Binding energy, Coulomb energy

1. Apr 1, 2016

Incand

1. The problem statement, all variables and given/known data
a) Calculate the difference in binding energy between the mirror nuclide $^{15}O$ and $^{15}N$.
b) Calculate the radius of both nuclide’s assuming the difference in binding energy exclusively depends on difference in Coulomb energy.

2. Relevant equations
$R = R_0A^{1/3}$.
Binding energy
$B = \left[ Zm(^1H)+Nm_n-m(^AX)\right]c^2$.
Binding energy due to Coulomb repulsion between protons
$E_c = -\frac{3}{5}\frac{e^2}{4\pi \epsilon_0 R_0} Z(Z-1)A^{-1/3}$.
Constants:
$m(^1H) = 1.007825u$
$m_n = 1.00866501u$
$m(^{15}O) = 15.003065u$
$m(^{15}N)=15.000109u$
$1 u = 931.502MeV/c^2$
$\frac{e^2}{4\pi \epsilon_0} = 1.439976MeV \cdot fm$.
3. The attempt at a solution
I think I solved part a) but I'm having trouble with part b).
The difference in binding energy should be
$\Delta B = \left[ m_n-m(^1H)+m(^{15}O)-m(^{15}N\right] = (0.00379601u)/c^2 = 3.536MeV$. (The answer says $3.532$ but I guess I worked with more decimals)

The difference in Coulomb energy should be (since $8\cdot 7 - 7\cdot 6 = 14$)
$\Delta B= 3/5 \frac{e^2}{4\pi \epsilon_0R_0} 14A^{-1/3}$
$R = R_0A^{1/3} = \frac{3\cdot 14 \cdot 1.439976}{5\cdot 3.536}fm = 3.420752fm$
The answer however says $R = 3.67fm$ so I did something wrong (using 3.532 instead doesn't change anything)

Last edited: Apr 1, 2016
2. Apr 1, 2016

drvrm

check the calculation .
what value of R0 was taken?
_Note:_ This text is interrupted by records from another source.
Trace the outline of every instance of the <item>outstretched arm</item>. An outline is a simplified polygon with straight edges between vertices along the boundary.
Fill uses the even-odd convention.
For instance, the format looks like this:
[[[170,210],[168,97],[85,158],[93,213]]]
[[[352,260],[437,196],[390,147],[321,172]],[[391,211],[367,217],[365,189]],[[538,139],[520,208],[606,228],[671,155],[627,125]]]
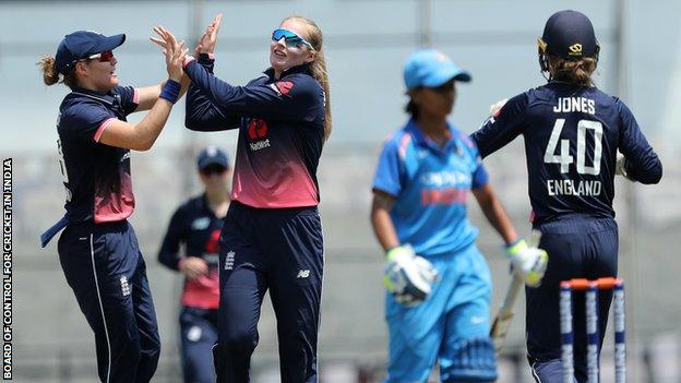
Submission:
[[[172,35],[163,27],[155,27],[166,44],[164,55],[168,71],[168,82],[164,85],[160,95],[156,97],[150,112],[138,124],[128,123],[118,119],[109,119],[101,124],[96,140],[109,146],[123,147],[134,151],[148,151],[160,134],[172,105],[179,97],[180,81],[182,79],[182,58],[187,50]]]

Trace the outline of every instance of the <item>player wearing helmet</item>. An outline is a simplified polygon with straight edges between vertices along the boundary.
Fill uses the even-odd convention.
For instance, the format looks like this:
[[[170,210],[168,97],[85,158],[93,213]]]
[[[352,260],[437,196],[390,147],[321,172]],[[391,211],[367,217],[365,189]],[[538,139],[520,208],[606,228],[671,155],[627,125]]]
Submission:
[[[614,175],[657,183],[662,166],[624,103],[594,86],[600,48],[587,16],[554,13],[538,44],[548,83],[511,98],[471,136],[482,157],[524,136],[533,225],[551,254],[541,286],[526,288],[527,354],[537,382],[561,382],[559,283],[617,275]],[[599,347],[611,298],[599,296]],[[577,382],[587,379],[584,316],[575,306]]]

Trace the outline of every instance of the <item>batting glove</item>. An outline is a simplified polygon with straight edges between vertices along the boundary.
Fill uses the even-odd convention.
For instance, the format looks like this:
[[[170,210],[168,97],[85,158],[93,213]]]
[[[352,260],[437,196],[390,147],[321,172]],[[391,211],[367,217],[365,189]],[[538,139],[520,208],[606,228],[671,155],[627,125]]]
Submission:
[[[423,302],[438,276],[433,265],[416,255],[409,244],[391,249],[386,258],[383,282],[395,300],[408,307]]]
[[[511,259],[514,273],[529,287],[537,287],[549,263],[549,254],[537,248],[529,247],[524,239],[506,246],[506,255]]]

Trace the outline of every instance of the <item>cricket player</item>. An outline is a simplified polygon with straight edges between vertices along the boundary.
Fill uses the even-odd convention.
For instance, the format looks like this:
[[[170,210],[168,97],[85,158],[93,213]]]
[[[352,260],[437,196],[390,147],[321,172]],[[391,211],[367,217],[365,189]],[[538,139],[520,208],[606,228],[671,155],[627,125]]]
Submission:
[[[533,226],[551,254],[541,286],[526,289],[528,360],[546,383],[562,382],[560,282],[618,272],[614,175],[657,183],[662,165],[626,105],[594,85],[600,46],[586,15],[554,13],[538,44],[548,83],[511,98],[471,136],[482,157],[521,134],[525,141]],[[599,294],[599,347],[611,298]],[[575,379],[586,382],[584,304],[574,308]]]
[[[331,134],[322,32],[286,17],[272,32],[271,68],[244,86],[213,74],[219,16],[188,57],[188,128],[239,129],[231,204],[219,254],[218,382],[248,382],[264,295],[277,318],[282,382],[319,380],[324,266],[316,170]]]
[[[433,50],[404,68],[410,119],[384,144],[373,180],[371,223],[385,250],[386,382],[492,382],[490,273],[466,216],[471,191],[506,243],[515,272],[541,282],[547,253],[517,238],[489,184],[475,143],[447,122],[456,82],[470,75]]]
[[[95,333],[98,375],[107,383],[148,382],[160,352],[146,265],[128,222],[135,205],[130,151],[152,147],[189,82],[182,88],[186,50],[155,31],[168,72],[155,86],[119,86],[113,49],[126,35],[77,31],[40,62],[45,84],[71,89],[57,119],[67,213],[41,236],[43,247],[63,229],[59,261]],[[127,122],[141,110],[150,110],[142,121]]]
[[[229,207],[231,166],[227,153],[210,145],[199,153],[196,168],[204,190],[172,214],[158,261],[184,275],[179,318],[184,382],[212,383],[219,303],[219,234]]]

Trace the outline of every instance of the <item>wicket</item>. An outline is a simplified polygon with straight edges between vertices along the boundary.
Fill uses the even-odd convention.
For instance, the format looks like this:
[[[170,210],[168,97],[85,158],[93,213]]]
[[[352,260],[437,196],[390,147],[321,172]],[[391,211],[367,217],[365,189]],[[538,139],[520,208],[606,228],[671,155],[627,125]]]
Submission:
[[[570,279],[560,284],[561,361],[563,383],[574,382],[574,355],[572,333],[572,291],[586,290],[586,337],[588,382],[599,382],[598,371],[598,290],[613,289],[614,319],[614,382],[626,381],[626,346],[624,339],[624,280],[614,277]]]

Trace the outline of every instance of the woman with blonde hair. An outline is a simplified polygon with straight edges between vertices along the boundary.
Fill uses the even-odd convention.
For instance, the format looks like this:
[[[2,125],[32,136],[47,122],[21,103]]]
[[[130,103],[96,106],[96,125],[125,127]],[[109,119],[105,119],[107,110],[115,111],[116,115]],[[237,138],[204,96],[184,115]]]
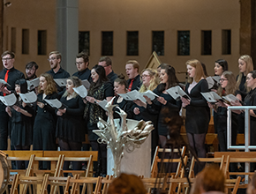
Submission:
[[[48,105],[44,99],[56,99],[57,90],[51,75],[40,76],[38,87],[36,116],[34,123],[33,150],[56,150],[55,109]],[[49,168],[49,163],[43,163],[43,168]]]
[[[61,151],[81,151],[85,141],[85,126],[83,119],[85,103],[82,98],[73,90],[81,86],[81,80],[75,76],[66,80],[66,91],[60,99],[65,106],[56,111],[58,116],[56,128],[56,137]],[[64,162],[64,169],[67,170],[70,162]],[[73,162],[73,169],[81,169],[80,162]]]
[[[236,77],[229,71],[224,71],[220,79],[220,86],[217,93],[220,96],[228,94],[237,94],[237,87],[236,86]],[[215,125],[217,129],[218,139],[220,144],[220,152],[227,152],[227,107],[224,103],[219,101],[215,105],[208,103],[208,106],[214,108],[216,113],[216,119]],[[232,131],[231,131],[231,144],[236,145],[237,134],[237,115],[232,113]]]
[[[250,87],[246,84],[247,74],[253,71],[252,59],[248,55],[241,56],[238,59],[239,74],[237,77],[237,86],[238,88],[238,98],[242,101],[245,101],[246,94],[250,92]],[[238,133],[245,133],[245,119],[242,116],[238,116]]]
[[[202,65],[197,59],[186,62],[189,75],[185,93],[190,100],[182,97],[182,106],[186,108],[185,129],[190,146],[199,158],[207,155],[205,148],[206,134],[210,121],[210,108],[201,93],[209,92]],[[202,169],[200,168],[200,169]],[[200,168],[198,169],[200,171]],[[197,171],[195,171],[197,172]]]
[[[151,68],[147,68],[142,71],[141,79],[142,85],[139,90],[139,93],[145,93],[147,90],[153,91],[159,85],[157,71]]]

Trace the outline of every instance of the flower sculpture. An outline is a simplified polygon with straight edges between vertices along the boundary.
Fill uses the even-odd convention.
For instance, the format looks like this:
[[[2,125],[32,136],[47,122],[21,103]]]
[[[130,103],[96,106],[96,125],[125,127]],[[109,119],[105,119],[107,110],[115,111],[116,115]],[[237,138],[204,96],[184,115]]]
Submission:
[[[132,153],[135,148],[139,148],[140,145],[145,142],[154,126],[151,121],[145,122],[126,119],[127,114],[122,110],[117,105],[112,105],[114,98],[108,102],[106,108],[109,113],[108,121],[105,122],[101,117],[98,122],[100,130],[93,131],[100,138],[100,144],[107,144],[107,148],[110,148],[114,158],[114,175],[120,175],[121,160],[124,156],[124,148],[127,153]],[[121,117],[114,119],[113,108],[116,107],[116,111]]]

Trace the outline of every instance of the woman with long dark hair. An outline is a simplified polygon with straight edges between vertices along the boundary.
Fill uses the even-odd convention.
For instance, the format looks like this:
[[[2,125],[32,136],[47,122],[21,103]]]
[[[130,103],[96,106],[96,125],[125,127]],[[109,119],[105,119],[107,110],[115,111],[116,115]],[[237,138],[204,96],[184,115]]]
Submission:
[[[75,76],[67,79],[66,91],[60,101],[66,106],[58,109],[56,137],[61,151],[80,151],[82,142],[85,140],[85,130],[81,127],[85,123],[83,115],[85,104],[82,98],[78,95],[73,88],[81,86],[81,80]],[[73,169],[81,169],[80,162],[72,162]],[[68,169],[69,162],[65,162],[64,169]]]
[[[190,79],[185,86],[185,93],[191,98],[187,100],[182,97],[182,106],[186,108],[186,134],[189,145],[198,157],[206,158],[205,140],[210,121],[210,108],[201,93],[209,92],[208,85],[199,60],[187,61],[186,67]]]
[[[159,135],[159,140],[161,146],[163,147],[166,143],[168,129],[164,123],[164,114],[162,113],[162,108],[169,108],[172,112],[177,112],[179,114],[181,108],[181,101],[176,101],[173,99],[167,92],[169,88],[172,86],[178,86],[179,81],[176,77],[175,69],[167,63],[161,64],[161,74],[160,74],[161,84],[153,91],[157,95],[158,98],[150,101],[149,98],[145,97],[147,102],[147,109],[152,113],[158,113],[158,123],[157,131]]]
[[[43,100],[56,99],[57,90],[51,75],[40,76],[38,87],[36,116],[34,123],[33,150],[56,150],[55,109]],[[49,168],[49,163],[43,162],[43,168]]]
[[[15,150],[30,150],[32,145],[34,108],[19,97],[19,93],[26,93],[26,81],[24,78],[18,79],[15,82],[17,102],[12,108],[6,107],[6,112],[11,119],[11,144]],[[24,161],[17,161],[18,169],[25,169],[26,165]]]
[[[98,153],[98,171],[103,175],[107,173],[107,147],[105,144],[97,142],[98,136],[93,132],[93,130],[98,130],[97,123],[99,117],[106,120],[105,110],[97,103],[107,100],[109,101],[114,96],[113,85],[106,77],[104,67],[96,64],[91,70],[93,82],[90,86],[88,95],[87,96],[85,117],[87,123],[88,138],[93,151],[99,151]],[[102,169],[100,169],[102,168]]]

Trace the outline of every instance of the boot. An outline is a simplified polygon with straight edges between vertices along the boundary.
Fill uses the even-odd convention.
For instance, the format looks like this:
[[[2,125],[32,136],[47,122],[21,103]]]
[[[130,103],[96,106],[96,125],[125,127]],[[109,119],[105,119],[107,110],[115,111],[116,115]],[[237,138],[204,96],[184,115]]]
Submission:
[[[101,162],[101,174],[100,175],[102,177],[106,177],[107,175],[107,158],[102,158]]]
As i find people taking different values!

3. Apr 1, 2016

Incand

As I understand the question I should compute $R_0$ from knowing the binding energy (actually $R_0A^{(1/3)}$).
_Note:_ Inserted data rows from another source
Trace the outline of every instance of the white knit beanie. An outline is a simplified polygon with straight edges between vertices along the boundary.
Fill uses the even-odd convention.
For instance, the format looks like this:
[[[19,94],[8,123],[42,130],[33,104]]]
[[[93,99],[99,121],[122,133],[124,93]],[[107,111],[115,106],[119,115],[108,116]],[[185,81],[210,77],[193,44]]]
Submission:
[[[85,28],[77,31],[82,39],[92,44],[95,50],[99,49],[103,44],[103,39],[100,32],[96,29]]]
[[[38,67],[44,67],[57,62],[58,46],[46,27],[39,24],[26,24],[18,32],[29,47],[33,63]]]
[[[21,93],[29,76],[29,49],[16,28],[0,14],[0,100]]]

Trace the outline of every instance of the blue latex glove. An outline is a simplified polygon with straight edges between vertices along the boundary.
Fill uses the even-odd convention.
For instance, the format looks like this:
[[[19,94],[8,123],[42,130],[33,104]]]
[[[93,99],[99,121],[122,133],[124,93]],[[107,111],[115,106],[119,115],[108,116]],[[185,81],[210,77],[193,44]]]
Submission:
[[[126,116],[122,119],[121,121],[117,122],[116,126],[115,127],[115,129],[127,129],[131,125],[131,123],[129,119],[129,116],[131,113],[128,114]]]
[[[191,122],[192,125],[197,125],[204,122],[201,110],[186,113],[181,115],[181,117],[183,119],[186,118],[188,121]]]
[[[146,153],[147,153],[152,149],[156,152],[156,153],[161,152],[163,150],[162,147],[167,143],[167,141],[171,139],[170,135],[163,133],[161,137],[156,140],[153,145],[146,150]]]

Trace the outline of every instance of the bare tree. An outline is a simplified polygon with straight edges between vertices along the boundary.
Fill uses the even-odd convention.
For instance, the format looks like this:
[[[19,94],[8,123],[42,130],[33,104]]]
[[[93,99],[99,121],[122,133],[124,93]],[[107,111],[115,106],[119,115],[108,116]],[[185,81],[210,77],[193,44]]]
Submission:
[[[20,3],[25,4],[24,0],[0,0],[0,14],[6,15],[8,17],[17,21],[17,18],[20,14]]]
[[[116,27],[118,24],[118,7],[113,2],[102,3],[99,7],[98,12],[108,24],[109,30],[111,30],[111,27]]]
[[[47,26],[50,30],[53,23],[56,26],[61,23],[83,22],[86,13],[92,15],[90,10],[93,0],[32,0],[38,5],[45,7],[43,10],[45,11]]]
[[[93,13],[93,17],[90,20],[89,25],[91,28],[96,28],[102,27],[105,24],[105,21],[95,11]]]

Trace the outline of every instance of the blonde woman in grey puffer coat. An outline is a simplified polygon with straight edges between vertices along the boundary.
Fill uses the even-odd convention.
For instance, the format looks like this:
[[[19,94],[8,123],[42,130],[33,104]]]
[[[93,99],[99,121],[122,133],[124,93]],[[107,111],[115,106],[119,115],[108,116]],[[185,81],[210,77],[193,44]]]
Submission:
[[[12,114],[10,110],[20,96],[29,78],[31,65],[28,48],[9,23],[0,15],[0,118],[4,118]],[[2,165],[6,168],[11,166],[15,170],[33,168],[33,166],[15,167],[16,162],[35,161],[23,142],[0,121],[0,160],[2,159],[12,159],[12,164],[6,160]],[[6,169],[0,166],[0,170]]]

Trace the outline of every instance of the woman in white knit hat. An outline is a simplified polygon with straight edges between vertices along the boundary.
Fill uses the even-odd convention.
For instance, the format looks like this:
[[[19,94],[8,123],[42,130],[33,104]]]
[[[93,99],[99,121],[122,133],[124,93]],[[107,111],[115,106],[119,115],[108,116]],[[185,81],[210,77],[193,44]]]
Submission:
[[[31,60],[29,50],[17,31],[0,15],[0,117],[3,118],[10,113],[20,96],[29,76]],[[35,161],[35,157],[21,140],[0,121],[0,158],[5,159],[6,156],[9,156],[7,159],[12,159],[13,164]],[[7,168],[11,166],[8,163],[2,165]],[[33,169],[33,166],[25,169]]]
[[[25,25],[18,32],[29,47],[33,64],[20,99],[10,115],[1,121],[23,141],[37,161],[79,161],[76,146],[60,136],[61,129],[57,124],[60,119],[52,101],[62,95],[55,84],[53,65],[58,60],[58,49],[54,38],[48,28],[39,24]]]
The typical value for $R_0$ I've seen is $R_0 \approx 1.2fm$ but from my calculation I have a value of $R_0 =1.38$ (and from the answer I would need an even larger $R_0$. So perhaps I'm doing something wrong as I understand it $R_0$ should be about the same for a nuclide. I'm not entirely sure I'm using the right formulas either, they were simply the ones that seemed to apply to the question.

4. Apr 1, 2016

5. Apr 1, 2016

Incand

Essentially I'm using the coulomb term out of the that formula. However the version I have is different from the one on wikipedia. My book says
$B = a_vA -a_sA^{(2/3)}-a_cZ(Z-1)A^{(-1/3)}-a_{\text{sym}}\frac{(A-2Z)^2}{A}+\delta.$
Note the difference in the Coulomb term.
If I use $Z^2$ I indeed get the correct result just correcting my earlier value with $3.42\cdot \frac{15}{14} = 3.67$ (since $8^2-7^2=15$).
Now I'm confused why there's $Z(Z-1)$ in the version In my book. The book argue that the term is proportional to $Z(Z-1)$ since each proton repels each of the other ones.

6. Apr 1, 2016

drvrm

Nucleus Ro (in fermis)

B11 1.28

C13 1.34

N15 1.31

O17 1.26

F19 1.26

Ne21 1.25

Na23 1.22

Mg23 1.23

Al27 1.20

ref.
www.bhojvirtualuniversity.com/ss/sim/physics/msc_f_phy_p3u1.doc
The energy discrepancy is because of the use of classical principles instead of quantum mechanical principles in calculating the coulomb energy Ec..

7. Apr 1, 2016

drvrm

The difference from wiki is that Wiki Formula is for B/A -binding energy per nucleon - but meanwhile i think its R0 value which changes with nucleids may be responsible for the difference.

8. Apr 1, 2016

drvrm

actually its Z(Z-1) but approximated to Z^2 so when you use the former you are very correct. the culprit seems to be R0 value.

9. Apr 1, 2016

Incand

Thanks for all the help! I believe the answer was calculated using the $Z^2$ approximation so that should explain everything. As for the $R_0$ value I'm not entirely sure. I don't use the actual value of $R_0$ in my calculations although I could compute it.
I'm guessing the difference in $R_0$(if I compute it) may be because the question only cares about the Coulomb term which isn't the entire truth.